I was alerted to an article in the Daily Telegraph earlier this week with the headline: “Attenborough: ban creationism in science class.” It seems that Sir David Attenborough has joined other scientists in calling for “creationism” (the idea that God literally built the world in six days, in line with the description in Genesis) to be removed from the curriculum and for evolution to be taught more widely in schools, including primary schools. According to the article: “The naturalist joined three other Nobel laureates, Professor Richard Dawkins, a prominent atheist, and other leading scientists in calling on the Government to tackle the ‘threat’ of creationism.”
I don’t know any Christians, apart from certain Evangelicals, who interpret the Book of Genesis literally. Certainly Catholics don’t do so. There is a long tradition in the Church of supporting scientific enquiry on the grounds that physics and metaphysics can easily flourish alongside each other. Militant atheism is a different matter. The problem in the proposed curriculum arises when atheists, such as Attenborough and Richard Dawkins, seek to replace God with science, particularly the theory of evolution.
They always like to give the impression that the scientific community agrees with them. But, not surprisingly, scientists are divided among themselves in the debate about the existence of God. According to the Telegraph report, the Rev Professor Michael Reiss, the Royal Society’s former director of education and a fellow signatory of Attenborough’s campaign, describes evolution as “God’s work”. Dr Francis Collins, director of the Human Genome Project, is on record for stating: “As a believer, I see DNA, the information molecule of all living things, as God’s language and the elegance and complexity of our own bodies and the rest of nature as a reflection of God’s plan.”
Attenborough and Dawkins tend, as we know, to pontificate; strictly speaking, only popes can do this. Historian Michael Burleigh (a Catholic, incidentally), has put it succinctly, once commenting in an interview: “[Dawkins] writing about theology would be like asking me to write about nuclear physics.” Quite so. So what has Pope Benedict pontificated on this subject recently? Addressing agnostics in the prelude to his forthcoming trip to Germany, he says: “You ask me, but does God exist? And if He exists, does he really concern Himself with us? Can we reach Him? It is true… we cannot pick Him up like an ordinary object. We must discover our capacity to perceive God, a capacity that exists within us. We can get some idea of the greatness of God in the greatness of the cosmos.”

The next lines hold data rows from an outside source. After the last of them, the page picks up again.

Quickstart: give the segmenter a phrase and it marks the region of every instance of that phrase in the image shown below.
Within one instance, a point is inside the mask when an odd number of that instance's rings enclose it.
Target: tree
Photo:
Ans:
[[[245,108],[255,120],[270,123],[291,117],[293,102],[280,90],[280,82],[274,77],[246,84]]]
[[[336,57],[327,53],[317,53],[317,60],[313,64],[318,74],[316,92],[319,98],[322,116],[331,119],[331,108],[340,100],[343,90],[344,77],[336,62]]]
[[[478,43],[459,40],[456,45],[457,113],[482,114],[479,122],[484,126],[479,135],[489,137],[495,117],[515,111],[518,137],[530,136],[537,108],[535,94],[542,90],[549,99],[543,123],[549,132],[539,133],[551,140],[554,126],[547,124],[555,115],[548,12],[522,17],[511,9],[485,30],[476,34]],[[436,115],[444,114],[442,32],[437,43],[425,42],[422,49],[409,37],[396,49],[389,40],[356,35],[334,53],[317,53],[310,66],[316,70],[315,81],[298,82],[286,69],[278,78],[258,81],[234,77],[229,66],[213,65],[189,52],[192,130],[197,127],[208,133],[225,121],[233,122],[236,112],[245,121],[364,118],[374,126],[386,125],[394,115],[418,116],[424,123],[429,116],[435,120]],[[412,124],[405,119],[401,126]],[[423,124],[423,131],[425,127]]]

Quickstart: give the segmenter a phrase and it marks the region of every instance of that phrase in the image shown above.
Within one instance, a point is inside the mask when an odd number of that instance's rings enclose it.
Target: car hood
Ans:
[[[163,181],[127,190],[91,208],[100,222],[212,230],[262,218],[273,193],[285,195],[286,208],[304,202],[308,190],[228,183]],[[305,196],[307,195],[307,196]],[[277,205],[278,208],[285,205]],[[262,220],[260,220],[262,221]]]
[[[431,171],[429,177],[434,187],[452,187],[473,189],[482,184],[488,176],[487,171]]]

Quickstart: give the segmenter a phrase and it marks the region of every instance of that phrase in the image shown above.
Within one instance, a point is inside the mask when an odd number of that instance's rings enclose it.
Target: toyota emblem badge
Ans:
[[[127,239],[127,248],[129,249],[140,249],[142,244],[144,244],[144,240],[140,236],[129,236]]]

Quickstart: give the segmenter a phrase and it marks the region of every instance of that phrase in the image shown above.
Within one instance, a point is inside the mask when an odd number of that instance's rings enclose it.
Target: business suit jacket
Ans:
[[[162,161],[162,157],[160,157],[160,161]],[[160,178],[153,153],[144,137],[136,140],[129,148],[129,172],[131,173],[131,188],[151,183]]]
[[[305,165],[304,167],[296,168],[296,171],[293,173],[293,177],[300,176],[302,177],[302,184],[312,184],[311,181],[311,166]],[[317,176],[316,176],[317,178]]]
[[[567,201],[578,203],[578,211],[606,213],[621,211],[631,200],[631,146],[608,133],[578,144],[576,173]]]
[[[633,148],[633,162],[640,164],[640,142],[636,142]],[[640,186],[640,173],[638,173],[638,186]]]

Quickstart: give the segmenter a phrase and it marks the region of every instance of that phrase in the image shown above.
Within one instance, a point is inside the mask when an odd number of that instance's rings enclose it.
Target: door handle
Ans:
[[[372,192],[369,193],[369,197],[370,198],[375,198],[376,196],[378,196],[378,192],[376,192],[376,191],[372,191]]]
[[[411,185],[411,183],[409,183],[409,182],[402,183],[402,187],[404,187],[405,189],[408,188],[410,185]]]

A friend, who is an Orthodox Christian, recently sent me a review he had written of Dawkins’s The God Delusion for the Dublin Review of Books. After carefully analysing the book and pointing out its merits, he concludes: “The theory of natural selection may help us to understand some aspects of the evolution of natural forms. With regard to more purely human concerns – morals, politics, aesthetics (those things in which we may be said to have been made in the image of God) – it has nothing of any value to contribute.”
To return to the school curriculum: by all means introduce evolution into science lessons, as part of pupils’ exploration of the natural world. But do not, alongside it, try to smuggle in atheism by the back door, as I suspect Dawkins and others would like to do. And in RE classes, show how, in the Bible, revelation employs the language of men in different ways – poetically, symbolically and so on. “Creationism” doesn’t need to be perceived as a “threat”; it should just be discussed as a form of theological language, not as science.